One project which I developed from my work with the Vedic ritualistic worldview was a theoretical investigation into the phenomenon of ritual interiorization. Bringing the topics of human interiority and ritual together can at first glance appear as a strategy for establishing a basic theme of antagonism between the inner and the outer aspects of human actions.
The main thesis of this study is, however, that although the depiction of interiorization and ritualization as opposing powers contains some elements of truth, the most vital aspects of their relationship are to be found in their interdependence—that, in fact, religious traditions inevitably have to live out this dynamism between interiority and ritual performance.

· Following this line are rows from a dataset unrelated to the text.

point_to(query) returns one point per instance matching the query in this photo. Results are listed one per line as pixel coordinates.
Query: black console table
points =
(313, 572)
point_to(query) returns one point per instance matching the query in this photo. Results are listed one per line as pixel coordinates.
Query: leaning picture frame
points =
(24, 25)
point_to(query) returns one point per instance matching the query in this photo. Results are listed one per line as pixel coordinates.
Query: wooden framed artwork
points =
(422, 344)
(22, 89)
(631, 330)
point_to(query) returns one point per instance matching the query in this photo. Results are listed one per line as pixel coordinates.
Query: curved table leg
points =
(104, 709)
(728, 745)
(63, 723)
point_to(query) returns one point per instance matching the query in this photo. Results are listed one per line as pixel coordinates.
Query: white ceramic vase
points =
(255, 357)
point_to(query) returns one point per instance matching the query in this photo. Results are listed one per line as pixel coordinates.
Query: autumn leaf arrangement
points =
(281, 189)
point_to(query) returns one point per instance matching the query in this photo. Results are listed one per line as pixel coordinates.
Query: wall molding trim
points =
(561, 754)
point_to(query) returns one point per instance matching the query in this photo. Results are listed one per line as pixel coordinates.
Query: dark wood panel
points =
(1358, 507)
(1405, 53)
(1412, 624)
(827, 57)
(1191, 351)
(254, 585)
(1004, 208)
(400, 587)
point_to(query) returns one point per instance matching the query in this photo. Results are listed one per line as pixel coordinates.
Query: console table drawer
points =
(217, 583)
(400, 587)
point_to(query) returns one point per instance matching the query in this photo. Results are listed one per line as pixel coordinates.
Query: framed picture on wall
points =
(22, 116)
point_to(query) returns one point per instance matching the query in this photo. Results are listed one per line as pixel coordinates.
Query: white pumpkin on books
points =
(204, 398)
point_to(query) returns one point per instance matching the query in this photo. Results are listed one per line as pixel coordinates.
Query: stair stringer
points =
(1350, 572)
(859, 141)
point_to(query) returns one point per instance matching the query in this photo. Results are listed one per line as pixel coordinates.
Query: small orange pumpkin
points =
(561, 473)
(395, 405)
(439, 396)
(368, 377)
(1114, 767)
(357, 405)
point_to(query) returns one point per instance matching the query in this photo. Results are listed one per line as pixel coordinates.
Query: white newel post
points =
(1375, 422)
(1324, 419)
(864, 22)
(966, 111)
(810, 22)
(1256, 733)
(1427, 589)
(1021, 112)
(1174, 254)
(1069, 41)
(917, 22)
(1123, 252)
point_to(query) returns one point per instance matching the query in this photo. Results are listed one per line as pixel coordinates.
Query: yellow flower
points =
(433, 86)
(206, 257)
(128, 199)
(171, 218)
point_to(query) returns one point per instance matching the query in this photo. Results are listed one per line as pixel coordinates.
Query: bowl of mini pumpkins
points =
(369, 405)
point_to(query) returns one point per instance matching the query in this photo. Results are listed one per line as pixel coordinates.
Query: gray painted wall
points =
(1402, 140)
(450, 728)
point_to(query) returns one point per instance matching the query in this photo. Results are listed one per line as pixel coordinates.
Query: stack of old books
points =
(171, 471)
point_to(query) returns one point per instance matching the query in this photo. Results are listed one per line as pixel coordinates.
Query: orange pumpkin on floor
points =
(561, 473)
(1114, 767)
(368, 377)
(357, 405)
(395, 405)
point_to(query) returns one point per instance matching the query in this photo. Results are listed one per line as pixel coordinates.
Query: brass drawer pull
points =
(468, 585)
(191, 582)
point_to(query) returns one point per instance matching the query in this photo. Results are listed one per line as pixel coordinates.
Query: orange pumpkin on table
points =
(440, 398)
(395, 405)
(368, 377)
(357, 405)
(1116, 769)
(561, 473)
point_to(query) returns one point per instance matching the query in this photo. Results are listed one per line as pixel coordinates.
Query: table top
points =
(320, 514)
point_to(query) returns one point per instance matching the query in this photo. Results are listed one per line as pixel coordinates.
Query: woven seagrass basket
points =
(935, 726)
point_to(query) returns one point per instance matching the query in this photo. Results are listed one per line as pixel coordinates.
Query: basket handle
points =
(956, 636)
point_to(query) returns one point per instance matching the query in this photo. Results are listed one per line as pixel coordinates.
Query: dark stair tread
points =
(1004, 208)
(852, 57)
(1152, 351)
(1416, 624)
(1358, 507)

The basic account of ritualization in this study takes its departure the notion of abstract action in the ritual theory of Caroline Humphrey and James Laidlaw. The abstract quality of an action refers to the ritual being performed disconnected from its context, that the action is more directed toward its own performance than outside goals. This aspect of ritual action can also be connected with conceptual abstraction, that is, the movement from the specific to the general.
According to the perspective on ritual action elaborated in Ritualization and Human Interiority, the particular efficacy of ritualized acts, persons, and artifacts is an effect of that the abstraction achieved by ritualization provides a place for the performer in the world of ideal, abstract entities, making the person able to enter into relations with them.
The potential for deritualization by interiorization, however, reaches its peak when the three dimensions of ritual action are interiorized. The act is then performed in the interior, its goal is interior, and its efficacy is completely derived from interior principles. In this way, the ritual has no real relevance outside of the individual, the very opposite of hyper-ritualization. But the final link still attaching this interior ritual to intersubjective ritual norms is severed by individualism, when the individual takes upon itself to decide when or how to perform the ritual—in which case the ritual commitment dies and deritualization moves toward its completion. And, in all this, it is difficult not to perceive a profile of modernity emerging, which presses toward the interior in search of the really real and a secure foundation for knowledge, but becomes frustrated by the elusive nature of the hidden and subjective.
The project is now finished and the results are presented in the book Ritualization and Human Interiority published in 2013 by Tusculanum Press.